Кейлев, идя следом за Ларсом, который нес девчонку, махнул одному из рабов.
— Позови мне старую Грир. И скажи, что я жду ее у хозяйских покоев. Пусть поторопится. Бегом.
— Старая Грир еще жива? — С недоумением спросил второй воин, Ансен, идя вслед за Ларсом.
— Доживает в рабском доме. — Нехотя сказал Кейлев.
И зорко прищурился в сторону ног рабыни, торчавших из-за плеча несшего ее Ларса. Вроде притихла, это хорошо…
Когда старая Грир дохромала до хозяйских покоев, Кейлев стоял в проходе, глядя в раскрытую дверь опочивальни напротив. Ансен и Ларс подпирали стенку рядом.
Рабыня, едва Ларс усадил ее на кровать, тут же метнулась в один из углов отведенной ей опочивальни. И там затихла. Кейлев время от времени заглядывал внутрь, боясь, как бы девка не сотворила что-нибудь с собой.

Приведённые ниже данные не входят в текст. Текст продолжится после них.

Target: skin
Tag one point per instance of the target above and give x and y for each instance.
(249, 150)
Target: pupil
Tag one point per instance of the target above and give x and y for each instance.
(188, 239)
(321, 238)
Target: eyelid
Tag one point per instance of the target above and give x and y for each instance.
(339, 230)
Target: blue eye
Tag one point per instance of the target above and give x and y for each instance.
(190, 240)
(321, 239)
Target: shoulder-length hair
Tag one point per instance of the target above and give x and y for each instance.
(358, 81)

Но та сидела в углу на сундуке неподвижно, застыв как-то нехорошо, скорбно… словно у нее умер кто-то.
— Господин. — Подошедшая Грир, неслышно охнув, отвесила поклон.

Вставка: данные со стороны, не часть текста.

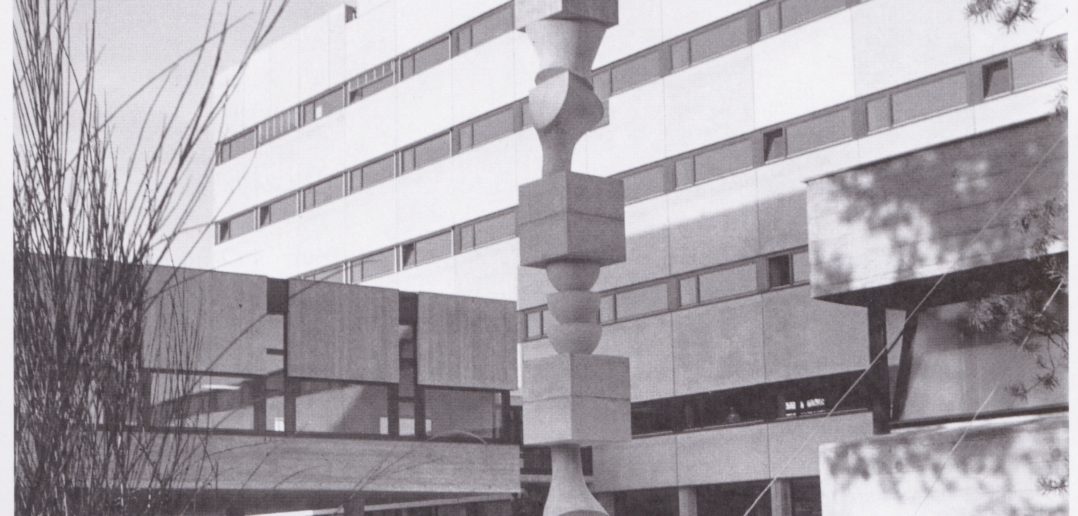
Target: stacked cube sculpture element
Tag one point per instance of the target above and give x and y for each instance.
(570, 224)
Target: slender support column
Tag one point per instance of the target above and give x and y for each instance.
(354, 506)
(606, 499)
(570, 224)
(782, 501)
(687, 501)
(904, 367)
(879, 381)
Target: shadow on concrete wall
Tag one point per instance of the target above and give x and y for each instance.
(993, 470)
(930, 206)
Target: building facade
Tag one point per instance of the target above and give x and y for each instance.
(316, 395)
(798, 173)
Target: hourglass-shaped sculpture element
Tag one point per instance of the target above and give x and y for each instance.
(570, 224)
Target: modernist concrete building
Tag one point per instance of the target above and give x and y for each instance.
(308, 393)
(798, 175)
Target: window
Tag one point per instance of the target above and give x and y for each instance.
(607, 309)
(747, 405)
(805, 497)
(770, 22)
(637, 71)
(325, 192)
(728, 282)
(818, 131)
(491, 127)
(426, 153)
(466, 414)
(236, 226)
(489, 231)
(796, 12)
(341, 407)
(879, 113)
(817, 395)
(779, 273)
(600, 83)
(996, 79)
(719, 40)
(278, 210)
(930, 98)
(425, 58)
(373, 266)
(239, 144)
(641, 302)
(650, 417)
(734, 499)
(774, 145)
(533, 323)
(1037, 67)
(679, 55)
(644, 184)
(484, 29)
(323, 106)
(689, 291)
(372, 173)
(427, 250)
(720, 162)
(202, 401)
(333, 274)
(801, 266)
(278, 125)
(371, 82)
(683, 175)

Старая спина ответила хрустом и болью.
Кейлев глянул на старуху пристально.
— Тебя ведь когда-то привезли из славянских земель?
Сердце у старой Грир почему-то ухнуло. Давно это было, больше тридцати лет назад, когда суздальский князь пошел походом на Торжок. И разорил, как водится, и полон на торг отправил для пополнения казны. А в том полоне была Маленя, красивая девка восемнадцати лет…

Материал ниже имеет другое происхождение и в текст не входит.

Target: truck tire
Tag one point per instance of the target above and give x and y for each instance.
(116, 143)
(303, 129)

Но хозяйский подручный ждал, и она поспешно кивнула.
— Да, господин. Я из-под Торжка, из веси…
— Мне все равно, откуда ты. — Оборвал ее Кейлев. — Вот что, Грир… я всегда относился к тебе хорошо. И когда Олаф из Мейдехольма пришел, чтобы попросить у меня задешево старую рабыню — положить в могилу его матери, чтобы было кому прислуживать ей на том свете — я тебя не продал. Хотя ты уже тогда плохо работала.
Грир, невзирая на боль в пояснице, переломилась в поклоне.
— Спасибо, господин.
Не то страшно, что умру, подумала она, не разгибаясь — а то, что при этом положат в могилу к нартвегрской старухе. Что, если не попадешь потом к матушке-Мокоши, а вместо этого будешь вечно прислуживать нартвегрской старухе на том свете?
— Так вот. — Строго сказал Кейлев. — Ярлу Харальду подарили славянскую рабыню. И он хочет, чтобы она потолстела и повеселела. Хочешь тихо умереть от старости в рабском доме, в тепле и накормленная — а не задохнуться в чужой могиле с перебитым хребтом? Тогда делай, что я скажу. Поговори с ней на своем языке, успокой… только не вздумай пересказывать девчонке те сплетни, что рассказывают рабыни про ярла. Поняла? Ярл Харальд хочет, чтобы девчонка хорошо ела, много спала и была весела. А ты должна убедить ее, что не надо горевать или пытаться убить себя, что все будет хорошо…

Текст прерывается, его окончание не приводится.